In less flashy but no less valuable roles are Phil Timberlake as the gaunt, ghost-eyed butterfly collector who eventually leaves the island but will never truly escape it and Yosh Hayashi as a dissolute, wry and ancient-before-his-time soul whose only relief comes from quoting Shakespeare and blackout drinking.
Moreau is taut, exciting and unforgettable. But if you’re the sort who goes soft at the thought of animal experimentation or homeless pets, you might want to take your ticket money and make a donation to PETA instead.
From Chicago Free Press
The Island of Dr. Moreau
October 31, 2007
By Lawrence Bommer
Amid all the horrors unleashed in this Halloween-ready tale of terror, there’s a stunning discovery–how relevant H.G. Wells’ melodramatic, Victorian-era cautionary tale is to 2007. Wells knew nothing of bio-engineering, or gene splicing of recombinant DNA, but this scary story of a mad scientist on a tropical island who considers himself the ultimate agent of evolution is warning enough for three centuries. Retold with a passion that never congeals into camp, Robert Kauzlaric’s adaptation, powerfully portrayed in Paul S. Holmquist’s Lifeline Theatre world premiere, offers 90 minutes of thoughtful fright.
Our soul-shocked narrator is a butterfly collector named Edward Prendick (Phil Timerlake in a state of understandable hysteria). He attempts to explain how “terror is a disease” (one, we know, that an entire nation can catch to the detriment of their civil liberties). Prendick’s immersion in sheer fear occurs when he’s shipwrecked, rescued and transported to a “biological station” run by Dr. Moreau, a London physician exiled because of his cruel experiments on laboratory animals. Reviling scientists as “useless God killers,” the sailors abandon Prendick to his fate on an isle visited only once a year by a supply ship.
With an entire realm of innocent fauna at his cruel disposal (giving a new meaning to “Animal Farm”), whip-cracking Moreau (Nigel Patterson, revelling in declamatory British acting) busily employs surgical grafts too horrible to contemplate as he transforms beasts to men (rather than, as Prendrick naturally surmises, men to beasts). Shaping their larynxes so they can speak, this early eugenicist teaches them The Law (Never go on four legs, eat flesh or scrape bark from trees).

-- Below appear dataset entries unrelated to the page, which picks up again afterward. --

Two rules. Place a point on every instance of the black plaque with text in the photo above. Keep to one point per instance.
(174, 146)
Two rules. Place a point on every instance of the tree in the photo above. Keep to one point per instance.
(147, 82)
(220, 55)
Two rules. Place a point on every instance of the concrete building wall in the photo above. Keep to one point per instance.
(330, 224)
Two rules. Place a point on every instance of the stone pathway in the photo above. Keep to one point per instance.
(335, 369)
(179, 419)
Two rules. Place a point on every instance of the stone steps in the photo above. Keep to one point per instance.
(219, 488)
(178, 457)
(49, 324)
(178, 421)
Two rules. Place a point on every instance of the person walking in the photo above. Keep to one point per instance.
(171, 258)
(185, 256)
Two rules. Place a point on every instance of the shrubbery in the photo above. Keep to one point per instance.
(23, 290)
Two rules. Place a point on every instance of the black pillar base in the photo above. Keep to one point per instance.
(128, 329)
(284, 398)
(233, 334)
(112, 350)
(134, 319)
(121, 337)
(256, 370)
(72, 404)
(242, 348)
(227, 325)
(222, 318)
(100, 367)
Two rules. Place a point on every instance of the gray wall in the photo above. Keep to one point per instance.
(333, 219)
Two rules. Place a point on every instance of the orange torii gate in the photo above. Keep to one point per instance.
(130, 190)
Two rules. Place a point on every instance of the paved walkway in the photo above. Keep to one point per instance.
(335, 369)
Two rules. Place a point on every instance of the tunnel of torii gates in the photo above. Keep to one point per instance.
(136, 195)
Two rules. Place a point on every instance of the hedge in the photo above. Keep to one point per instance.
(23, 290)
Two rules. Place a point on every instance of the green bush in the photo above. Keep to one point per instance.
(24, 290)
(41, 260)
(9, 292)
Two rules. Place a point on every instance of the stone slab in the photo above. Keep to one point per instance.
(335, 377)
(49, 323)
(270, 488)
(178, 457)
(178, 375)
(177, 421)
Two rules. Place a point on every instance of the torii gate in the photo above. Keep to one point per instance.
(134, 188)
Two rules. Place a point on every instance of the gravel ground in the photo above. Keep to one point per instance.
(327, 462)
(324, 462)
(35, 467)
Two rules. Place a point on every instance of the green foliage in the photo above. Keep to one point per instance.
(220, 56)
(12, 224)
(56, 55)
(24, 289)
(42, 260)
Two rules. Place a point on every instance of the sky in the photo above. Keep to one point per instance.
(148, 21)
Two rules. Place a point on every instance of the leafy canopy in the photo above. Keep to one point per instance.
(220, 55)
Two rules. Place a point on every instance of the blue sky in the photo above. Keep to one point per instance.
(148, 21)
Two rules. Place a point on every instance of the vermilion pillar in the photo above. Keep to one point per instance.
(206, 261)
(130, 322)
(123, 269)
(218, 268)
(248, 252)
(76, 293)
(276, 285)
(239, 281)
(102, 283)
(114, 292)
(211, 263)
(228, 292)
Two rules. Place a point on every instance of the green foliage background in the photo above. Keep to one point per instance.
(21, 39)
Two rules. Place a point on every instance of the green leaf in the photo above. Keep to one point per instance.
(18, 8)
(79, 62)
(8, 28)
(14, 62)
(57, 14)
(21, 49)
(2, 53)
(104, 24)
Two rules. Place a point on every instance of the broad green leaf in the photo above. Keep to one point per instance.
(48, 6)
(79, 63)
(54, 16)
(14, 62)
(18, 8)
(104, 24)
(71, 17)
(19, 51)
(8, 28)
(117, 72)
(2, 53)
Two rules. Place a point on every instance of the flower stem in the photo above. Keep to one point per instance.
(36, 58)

In Moreau’s “House of Pain” he plays God, advancing an “evil-ution” that becomes an anthropomorphic nightmare of escalating violence. He’s aided by his Shakespeare-spouting assistant, Montgomery (Yosh Hayashi, an eager Igor to Moreau’s Frankenstein). Together they intend to upgrade animals into humans, a questionable improvement at best. But instinct will out: Moreau must contend with a reversion to type that ends his experiment in an eruption of bestial revenge. (I love how the animals’ chant of “We Are Men” turns into a much more menacing “We Are Many.”)
What’s curiously endearing about this neo-Faustian tale of human presumption in co-opting and corrupting natural selection is not the portrait of social Darwinism gone apeshit. It’s the power of these human hybrids, oddly moving in Kimberly G. Morris’ marvelous masks and costumes, to touch us. Morphed into semi-humans, these botched apes, sheep, pumas, and bears are marvelous creations, whether as theater and literature, reason enough to see this enormously entertaining blast from the past.